K2C surveys

Sun 08 October 2017 07:30am

Nicki Taws

COG will continue with the K2C surveys that have been running since April 2010. The surveyed properties have healthy populations of many of the rarer woodland birds such as Diamond FiretailHooded Robin and Speckled Warbler. We will be visiting the same sites to continue the monitoring and see if we can add to the property lists with spring-summer migrants. The surveys will be undertaken in ‘blitz’ fashion; that is, observers in small groups will visit a number of sites on one or more properties before regrouping for lunch and a sharing of the survey’s findings. Less experienced observers are welcome to join in the survey as each team will have at least one experienced observer. Anyone interested in participating is asked to contact Nicki Taws before Wednesday 4 October . Email:ntaws@bigpond.com or 0408 210736.

Post event report

The K2C bird surveys covered 41 sites across 20 properties from Williamsdale to south of Bredbo, completing the 8th year of the biannual surveys. One of the aims of the surveys is to monitor the response of the birdlife to conservation actions such as protecting remnant bushland and restoring woodland. The benefits of this were clearly demonstrated at one site which, when first surveyed 7 years ago, was a barren weedy hilltop with the only native plants represented  by tree and shrub seedlings nestled deep within protective guards. For years the seedlings battled against the horehound and a prohibitive density of kangaroos. And now, what a reward for the birdos who regularly surveyed this site to record 11 species including Rufous Whistler, Grey Fantail, Yellow-faced Honeyeater, Buff-rumped Thornbill, 2 pairs of nesting Yellow-rumped Thornbill, and 2 threatened species, the Scarlet Robin and Dusky Woodswallow.

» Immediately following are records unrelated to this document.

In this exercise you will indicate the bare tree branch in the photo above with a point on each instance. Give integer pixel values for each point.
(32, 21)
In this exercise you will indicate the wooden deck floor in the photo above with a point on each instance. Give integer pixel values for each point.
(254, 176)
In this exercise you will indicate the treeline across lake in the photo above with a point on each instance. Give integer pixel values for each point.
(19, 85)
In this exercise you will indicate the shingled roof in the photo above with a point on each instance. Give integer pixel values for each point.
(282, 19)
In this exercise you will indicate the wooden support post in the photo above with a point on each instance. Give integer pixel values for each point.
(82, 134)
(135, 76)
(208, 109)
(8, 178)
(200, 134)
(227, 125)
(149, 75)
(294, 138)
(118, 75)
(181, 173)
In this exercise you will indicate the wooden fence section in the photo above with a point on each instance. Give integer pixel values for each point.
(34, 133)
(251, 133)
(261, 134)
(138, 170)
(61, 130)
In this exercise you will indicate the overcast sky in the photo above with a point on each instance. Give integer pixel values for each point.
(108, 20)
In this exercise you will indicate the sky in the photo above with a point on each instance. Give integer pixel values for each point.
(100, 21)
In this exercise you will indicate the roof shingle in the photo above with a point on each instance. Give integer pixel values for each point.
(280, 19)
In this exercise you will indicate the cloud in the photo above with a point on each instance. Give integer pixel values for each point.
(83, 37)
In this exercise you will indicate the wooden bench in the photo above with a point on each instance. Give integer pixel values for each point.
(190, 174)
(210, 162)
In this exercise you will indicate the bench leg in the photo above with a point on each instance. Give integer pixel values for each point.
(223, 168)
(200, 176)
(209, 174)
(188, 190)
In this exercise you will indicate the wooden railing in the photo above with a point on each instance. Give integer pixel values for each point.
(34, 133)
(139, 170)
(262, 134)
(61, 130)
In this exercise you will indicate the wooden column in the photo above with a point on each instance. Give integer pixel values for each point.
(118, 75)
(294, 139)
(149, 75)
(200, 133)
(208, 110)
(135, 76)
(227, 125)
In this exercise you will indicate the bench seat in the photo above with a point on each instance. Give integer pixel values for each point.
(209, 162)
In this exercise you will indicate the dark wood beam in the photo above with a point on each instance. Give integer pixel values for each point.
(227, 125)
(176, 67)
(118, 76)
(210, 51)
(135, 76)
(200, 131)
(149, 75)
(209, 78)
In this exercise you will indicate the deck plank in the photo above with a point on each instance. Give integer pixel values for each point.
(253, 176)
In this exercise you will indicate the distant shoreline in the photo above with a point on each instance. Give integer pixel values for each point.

A total of 94 species were recorded from all surveys, with 15 species recorded breeding. Almost all the expected summer migrants were recorded, including good numbers of the 4 common cuckoo species, the first of the Rainbow Bee-eaters, the occasional Rufous Songlark and White-winged Triller, and several sightings of White-browed and Masked Woodswallow flocks which have made an appearance in our region as the inland continues to dry out. It was a good survey for Hooded Robins, found on 4 properties, and one with very recently fledged young. The most widely recorded of the other threatened species was the Dusky Woodswallow on 12 properties, then Brown Treecreeper (6 properties), Diamond Firetail (4), Varied Sittella (3), then Gang-gang Cockatoo, Speckled Warbler, Scarlet Robin and Flame Robin on 2 properties each. Other species of interest were Southern Whiteface on 3 properties, Restless Flycatcher (2) and Jacky Winter (1). The return migration of Yellow-faced and White-naped Honeyeaters was barely evident but the overcast skies were not conducive to a big migration day.


Thank you once again to the COG volunteers, to the very accommodating landholders, and to Bush Heritage for hosting the lunch at the Scottsdale Reserve. The next surveys will be in April 2018.